Here is the reality: The pandemic has forced the hands of hospitals and clinics and physicians across the country to not only find creative ways to still service patients at a high standard but also implement and adopt what used to be very specific forms of technology as more of the rules and not the exceptions.
This has never been more apparent than with the sudden influx of an array of cardiac remote monitoring capabilities at healthcare facilities all over the U.S. Nearly all of today’s implantable cardiac monitors, implantable cardioverter-defibrillators, pacemakers and external wearables are designed with some form of remote monitoring features, which can collect and transmit an extensive amount of data often utilized to determine a diagnosis or more frequently and actively monitor patient health.
Up until the onslaught of the pandemic, however, the widespread use of remote monitoring among general cardiologists and electrophysiologists was really only just in its infant stages, despite the benefits of cardiac remote monitoring being demonstrated in several clinical studies over the past decade-plus, including IN-TIME. The data are very clear: The use of remote monitoring resulted in 50% relative risk reduction in mortality in comparison to the standard of care for heart failure patients. Additionally, the data recorded from these devices pointed to more frequent early detection, resulting in timelier interventions.
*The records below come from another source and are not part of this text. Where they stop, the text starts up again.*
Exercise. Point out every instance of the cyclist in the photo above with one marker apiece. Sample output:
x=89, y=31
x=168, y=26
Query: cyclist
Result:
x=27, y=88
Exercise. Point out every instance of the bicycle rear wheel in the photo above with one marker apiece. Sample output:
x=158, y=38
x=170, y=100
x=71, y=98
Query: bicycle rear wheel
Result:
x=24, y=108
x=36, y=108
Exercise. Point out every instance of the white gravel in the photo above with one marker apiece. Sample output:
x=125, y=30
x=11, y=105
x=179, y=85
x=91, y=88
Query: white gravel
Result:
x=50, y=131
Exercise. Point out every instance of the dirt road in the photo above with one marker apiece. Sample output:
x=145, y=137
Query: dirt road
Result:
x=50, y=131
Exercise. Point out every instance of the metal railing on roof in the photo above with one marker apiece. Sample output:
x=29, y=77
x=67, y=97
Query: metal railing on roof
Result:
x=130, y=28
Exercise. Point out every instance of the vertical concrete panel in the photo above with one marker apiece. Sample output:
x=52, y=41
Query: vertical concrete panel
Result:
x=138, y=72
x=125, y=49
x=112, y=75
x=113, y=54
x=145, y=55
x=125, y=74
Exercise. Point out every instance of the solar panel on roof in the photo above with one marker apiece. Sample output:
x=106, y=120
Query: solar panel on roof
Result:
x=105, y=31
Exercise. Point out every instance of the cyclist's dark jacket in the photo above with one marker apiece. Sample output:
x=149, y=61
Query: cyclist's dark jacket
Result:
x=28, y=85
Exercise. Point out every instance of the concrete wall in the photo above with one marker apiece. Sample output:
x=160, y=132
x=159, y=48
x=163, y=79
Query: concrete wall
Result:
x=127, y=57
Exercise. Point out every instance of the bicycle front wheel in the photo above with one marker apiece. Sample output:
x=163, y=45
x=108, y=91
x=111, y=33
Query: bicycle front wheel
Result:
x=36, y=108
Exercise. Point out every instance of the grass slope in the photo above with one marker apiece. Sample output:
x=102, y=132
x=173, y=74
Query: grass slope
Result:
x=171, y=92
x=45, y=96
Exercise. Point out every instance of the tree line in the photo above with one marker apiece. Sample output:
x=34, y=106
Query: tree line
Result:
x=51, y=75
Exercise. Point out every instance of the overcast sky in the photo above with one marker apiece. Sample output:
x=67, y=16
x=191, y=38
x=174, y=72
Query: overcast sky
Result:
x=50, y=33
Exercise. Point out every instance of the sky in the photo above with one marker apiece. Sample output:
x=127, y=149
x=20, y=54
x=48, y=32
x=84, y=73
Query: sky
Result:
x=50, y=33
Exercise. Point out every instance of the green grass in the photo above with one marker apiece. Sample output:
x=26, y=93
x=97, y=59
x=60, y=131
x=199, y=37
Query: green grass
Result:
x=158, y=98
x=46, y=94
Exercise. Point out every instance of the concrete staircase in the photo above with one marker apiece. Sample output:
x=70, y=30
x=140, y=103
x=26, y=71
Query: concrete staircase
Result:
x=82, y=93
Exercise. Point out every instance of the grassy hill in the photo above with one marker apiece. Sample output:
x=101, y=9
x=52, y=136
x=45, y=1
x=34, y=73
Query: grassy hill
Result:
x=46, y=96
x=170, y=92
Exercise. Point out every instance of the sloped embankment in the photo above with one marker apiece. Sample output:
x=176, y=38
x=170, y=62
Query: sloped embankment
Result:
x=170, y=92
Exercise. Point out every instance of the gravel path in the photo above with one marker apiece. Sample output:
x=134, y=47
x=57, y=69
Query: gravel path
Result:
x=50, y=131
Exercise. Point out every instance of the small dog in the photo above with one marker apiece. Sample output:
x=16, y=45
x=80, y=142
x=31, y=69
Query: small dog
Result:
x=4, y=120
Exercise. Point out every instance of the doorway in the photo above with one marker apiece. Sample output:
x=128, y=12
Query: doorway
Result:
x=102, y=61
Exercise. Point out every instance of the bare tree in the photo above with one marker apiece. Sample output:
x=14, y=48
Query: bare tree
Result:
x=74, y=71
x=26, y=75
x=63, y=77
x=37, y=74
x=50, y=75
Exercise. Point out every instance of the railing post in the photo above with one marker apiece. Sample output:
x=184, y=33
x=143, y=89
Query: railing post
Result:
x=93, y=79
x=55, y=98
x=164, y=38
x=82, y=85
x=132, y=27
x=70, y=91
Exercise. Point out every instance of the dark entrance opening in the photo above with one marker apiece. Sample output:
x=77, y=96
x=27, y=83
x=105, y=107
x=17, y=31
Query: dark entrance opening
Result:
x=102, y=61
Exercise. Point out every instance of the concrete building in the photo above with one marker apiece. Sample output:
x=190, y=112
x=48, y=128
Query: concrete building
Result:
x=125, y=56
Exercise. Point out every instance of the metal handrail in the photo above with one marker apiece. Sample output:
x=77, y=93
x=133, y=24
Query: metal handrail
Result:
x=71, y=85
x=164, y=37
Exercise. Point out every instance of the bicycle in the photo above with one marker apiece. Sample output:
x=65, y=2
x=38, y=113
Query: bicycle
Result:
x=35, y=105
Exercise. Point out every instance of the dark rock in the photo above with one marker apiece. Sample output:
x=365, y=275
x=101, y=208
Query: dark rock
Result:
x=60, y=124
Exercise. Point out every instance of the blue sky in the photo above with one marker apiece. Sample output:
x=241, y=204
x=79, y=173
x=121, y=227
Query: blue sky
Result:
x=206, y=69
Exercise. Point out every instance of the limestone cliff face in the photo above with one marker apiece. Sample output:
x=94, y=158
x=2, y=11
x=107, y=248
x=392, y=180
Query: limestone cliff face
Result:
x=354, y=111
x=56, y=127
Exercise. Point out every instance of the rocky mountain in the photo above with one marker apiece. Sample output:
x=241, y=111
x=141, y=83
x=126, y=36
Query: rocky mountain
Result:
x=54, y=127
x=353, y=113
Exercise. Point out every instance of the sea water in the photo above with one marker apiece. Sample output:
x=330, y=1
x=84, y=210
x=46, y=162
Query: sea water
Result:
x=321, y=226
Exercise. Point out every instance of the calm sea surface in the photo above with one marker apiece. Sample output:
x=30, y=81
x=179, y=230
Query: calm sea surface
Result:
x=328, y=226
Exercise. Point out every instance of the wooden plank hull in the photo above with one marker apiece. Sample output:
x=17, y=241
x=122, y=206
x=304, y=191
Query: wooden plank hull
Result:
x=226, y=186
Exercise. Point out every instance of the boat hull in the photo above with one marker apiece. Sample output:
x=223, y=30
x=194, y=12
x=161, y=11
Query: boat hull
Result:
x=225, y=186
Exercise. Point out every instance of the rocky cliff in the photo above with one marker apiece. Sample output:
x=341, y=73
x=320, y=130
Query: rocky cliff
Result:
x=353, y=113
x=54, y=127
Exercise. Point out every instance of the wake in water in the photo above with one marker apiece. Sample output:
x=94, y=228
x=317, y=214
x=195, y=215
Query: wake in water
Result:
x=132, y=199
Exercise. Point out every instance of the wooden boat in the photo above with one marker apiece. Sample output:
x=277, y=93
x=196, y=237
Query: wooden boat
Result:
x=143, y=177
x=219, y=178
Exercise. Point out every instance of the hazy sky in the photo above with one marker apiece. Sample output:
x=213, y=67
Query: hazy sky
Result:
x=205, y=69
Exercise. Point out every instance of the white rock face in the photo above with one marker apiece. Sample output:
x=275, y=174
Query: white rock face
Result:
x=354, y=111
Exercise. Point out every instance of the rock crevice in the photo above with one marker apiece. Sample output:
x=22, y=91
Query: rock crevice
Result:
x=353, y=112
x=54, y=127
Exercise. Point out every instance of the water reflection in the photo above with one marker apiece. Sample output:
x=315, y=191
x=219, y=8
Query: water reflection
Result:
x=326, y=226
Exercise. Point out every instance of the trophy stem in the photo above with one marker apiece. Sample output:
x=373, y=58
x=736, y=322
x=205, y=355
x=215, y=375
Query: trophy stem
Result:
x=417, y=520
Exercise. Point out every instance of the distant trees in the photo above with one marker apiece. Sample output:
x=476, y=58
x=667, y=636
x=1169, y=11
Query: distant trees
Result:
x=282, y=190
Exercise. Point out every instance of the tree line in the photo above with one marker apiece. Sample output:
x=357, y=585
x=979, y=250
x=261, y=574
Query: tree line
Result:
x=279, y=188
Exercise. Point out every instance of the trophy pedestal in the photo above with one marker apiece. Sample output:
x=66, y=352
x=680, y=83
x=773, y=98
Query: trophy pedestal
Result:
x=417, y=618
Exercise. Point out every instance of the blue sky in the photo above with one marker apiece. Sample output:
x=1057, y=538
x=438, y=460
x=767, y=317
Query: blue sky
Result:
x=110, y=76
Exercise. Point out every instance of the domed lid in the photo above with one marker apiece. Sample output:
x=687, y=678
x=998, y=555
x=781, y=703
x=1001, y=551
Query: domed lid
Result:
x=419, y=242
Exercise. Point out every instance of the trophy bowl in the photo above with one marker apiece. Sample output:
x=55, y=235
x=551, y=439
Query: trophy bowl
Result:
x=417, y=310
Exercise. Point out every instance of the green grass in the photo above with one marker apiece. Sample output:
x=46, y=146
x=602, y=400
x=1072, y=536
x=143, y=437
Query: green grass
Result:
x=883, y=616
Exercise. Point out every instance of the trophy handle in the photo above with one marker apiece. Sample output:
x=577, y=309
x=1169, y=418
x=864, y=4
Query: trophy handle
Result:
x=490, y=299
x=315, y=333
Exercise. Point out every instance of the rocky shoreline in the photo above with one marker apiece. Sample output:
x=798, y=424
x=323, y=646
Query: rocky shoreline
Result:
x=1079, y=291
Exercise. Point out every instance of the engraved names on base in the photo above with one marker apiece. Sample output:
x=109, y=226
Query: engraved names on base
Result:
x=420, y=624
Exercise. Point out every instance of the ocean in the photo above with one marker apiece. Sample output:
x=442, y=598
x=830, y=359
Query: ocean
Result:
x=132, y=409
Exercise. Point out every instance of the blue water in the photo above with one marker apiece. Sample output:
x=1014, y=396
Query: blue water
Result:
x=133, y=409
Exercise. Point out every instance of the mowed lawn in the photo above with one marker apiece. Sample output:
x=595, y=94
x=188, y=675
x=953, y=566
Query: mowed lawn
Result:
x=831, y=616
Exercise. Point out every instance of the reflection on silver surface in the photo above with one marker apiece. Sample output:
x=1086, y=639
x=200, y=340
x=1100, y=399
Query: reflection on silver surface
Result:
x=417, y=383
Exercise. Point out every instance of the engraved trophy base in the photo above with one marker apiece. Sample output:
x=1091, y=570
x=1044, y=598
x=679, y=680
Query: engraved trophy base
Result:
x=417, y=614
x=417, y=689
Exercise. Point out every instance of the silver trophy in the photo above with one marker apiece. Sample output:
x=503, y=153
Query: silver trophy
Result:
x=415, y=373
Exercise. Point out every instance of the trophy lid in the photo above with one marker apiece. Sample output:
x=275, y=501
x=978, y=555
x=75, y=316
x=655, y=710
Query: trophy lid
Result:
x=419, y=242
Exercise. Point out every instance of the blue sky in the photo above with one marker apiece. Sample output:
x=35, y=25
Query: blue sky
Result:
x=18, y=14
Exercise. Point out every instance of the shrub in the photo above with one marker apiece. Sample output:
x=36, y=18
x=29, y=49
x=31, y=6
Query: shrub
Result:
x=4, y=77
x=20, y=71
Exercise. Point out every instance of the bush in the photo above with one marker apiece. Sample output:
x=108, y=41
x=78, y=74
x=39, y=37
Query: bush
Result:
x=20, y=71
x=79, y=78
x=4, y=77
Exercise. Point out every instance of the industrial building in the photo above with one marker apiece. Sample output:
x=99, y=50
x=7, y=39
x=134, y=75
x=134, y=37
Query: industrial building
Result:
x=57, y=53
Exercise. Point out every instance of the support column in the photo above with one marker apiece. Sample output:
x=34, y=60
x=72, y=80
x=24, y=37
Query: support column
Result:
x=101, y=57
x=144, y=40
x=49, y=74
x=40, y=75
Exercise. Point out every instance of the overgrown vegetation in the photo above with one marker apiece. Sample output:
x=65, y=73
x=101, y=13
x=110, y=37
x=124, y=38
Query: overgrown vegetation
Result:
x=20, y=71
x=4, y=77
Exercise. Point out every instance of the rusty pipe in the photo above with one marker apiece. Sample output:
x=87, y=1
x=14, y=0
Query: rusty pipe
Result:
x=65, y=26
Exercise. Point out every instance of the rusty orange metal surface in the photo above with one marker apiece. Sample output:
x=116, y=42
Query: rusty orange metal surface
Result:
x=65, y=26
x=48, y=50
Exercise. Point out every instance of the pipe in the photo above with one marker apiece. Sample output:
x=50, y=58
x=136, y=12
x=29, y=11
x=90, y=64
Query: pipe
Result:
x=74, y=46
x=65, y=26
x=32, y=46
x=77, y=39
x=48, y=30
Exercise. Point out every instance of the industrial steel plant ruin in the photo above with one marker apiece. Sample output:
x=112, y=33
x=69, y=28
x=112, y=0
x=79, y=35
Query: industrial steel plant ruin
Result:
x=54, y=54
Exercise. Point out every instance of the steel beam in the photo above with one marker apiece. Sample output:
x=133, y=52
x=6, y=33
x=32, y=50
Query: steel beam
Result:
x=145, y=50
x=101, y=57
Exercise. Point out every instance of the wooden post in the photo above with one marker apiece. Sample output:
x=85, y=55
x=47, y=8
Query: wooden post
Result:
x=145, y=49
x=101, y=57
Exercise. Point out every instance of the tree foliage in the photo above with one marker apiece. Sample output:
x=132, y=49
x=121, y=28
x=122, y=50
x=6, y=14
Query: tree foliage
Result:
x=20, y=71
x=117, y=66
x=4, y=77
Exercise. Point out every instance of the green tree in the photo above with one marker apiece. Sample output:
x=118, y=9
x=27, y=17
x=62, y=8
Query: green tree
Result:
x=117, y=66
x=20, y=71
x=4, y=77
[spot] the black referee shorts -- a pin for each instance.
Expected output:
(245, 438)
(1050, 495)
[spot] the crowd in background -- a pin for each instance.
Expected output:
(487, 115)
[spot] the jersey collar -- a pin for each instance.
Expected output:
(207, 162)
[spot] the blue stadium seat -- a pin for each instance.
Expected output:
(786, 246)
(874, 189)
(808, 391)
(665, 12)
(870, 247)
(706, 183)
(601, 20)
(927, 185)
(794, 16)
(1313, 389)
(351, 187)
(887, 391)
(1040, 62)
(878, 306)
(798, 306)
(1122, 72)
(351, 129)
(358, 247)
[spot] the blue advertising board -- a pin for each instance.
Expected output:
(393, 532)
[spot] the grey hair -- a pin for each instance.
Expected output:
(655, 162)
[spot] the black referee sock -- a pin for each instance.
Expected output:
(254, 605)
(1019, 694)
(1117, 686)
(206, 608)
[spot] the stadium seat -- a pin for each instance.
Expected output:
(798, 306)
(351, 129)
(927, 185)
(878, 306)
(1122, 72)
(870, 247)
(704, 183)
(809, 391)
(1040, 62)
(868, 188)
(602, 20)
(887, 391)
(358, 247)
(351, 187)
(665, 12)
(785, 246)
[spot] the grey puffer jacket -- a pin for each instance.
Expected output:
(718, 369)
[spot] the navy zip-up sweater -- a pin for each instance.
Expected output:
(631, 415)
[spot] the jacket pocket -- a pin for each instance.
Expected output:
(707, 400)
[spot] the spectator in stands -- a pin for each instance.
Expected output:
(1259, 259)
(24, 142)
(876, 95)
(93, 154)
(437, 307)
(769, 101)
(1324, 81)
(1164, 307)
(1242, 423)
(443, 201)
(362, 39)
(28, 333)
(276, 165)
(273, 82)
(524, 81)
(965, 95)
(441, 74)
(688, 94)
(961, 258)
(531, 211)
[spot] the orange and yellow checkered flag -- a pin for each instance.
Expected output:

So, of course, given the opportunity for remote monitoring to potentially provide more quality care that could allow patients to lead longer and healthier lives, it was only a matter of time before physicians steadily increased the number of remote monitoring patients they would oversee. However, the rapid adoption and necessity of remote monitoring clinics during the pandemic has – not surprisingly – come with steep learning curves and occasional setbacks as the daily management of cardiac device data has suddenly gone from perhaps a few hundred patients to sometimes thousands of patients, dramatically impacting the standard of care.
Facilities, hospitals and cardiac clinics are quickly learning that the management of this data can pose massive, ongoing drawbacks if there isn’t a data management infrastructure already in place.
A few years ago, my team and I decided – in the best interest of our more than 4,000 cardiac device patients – that we would transition all of them to remote monitoring. Despite the aforementioned clinical benefits, the administrative burdens associated with managing this kind of data overload were plain and immediate. It was negatively impacting virtually every aspect of our work, especially the time we were able to dedicate directly to our patients.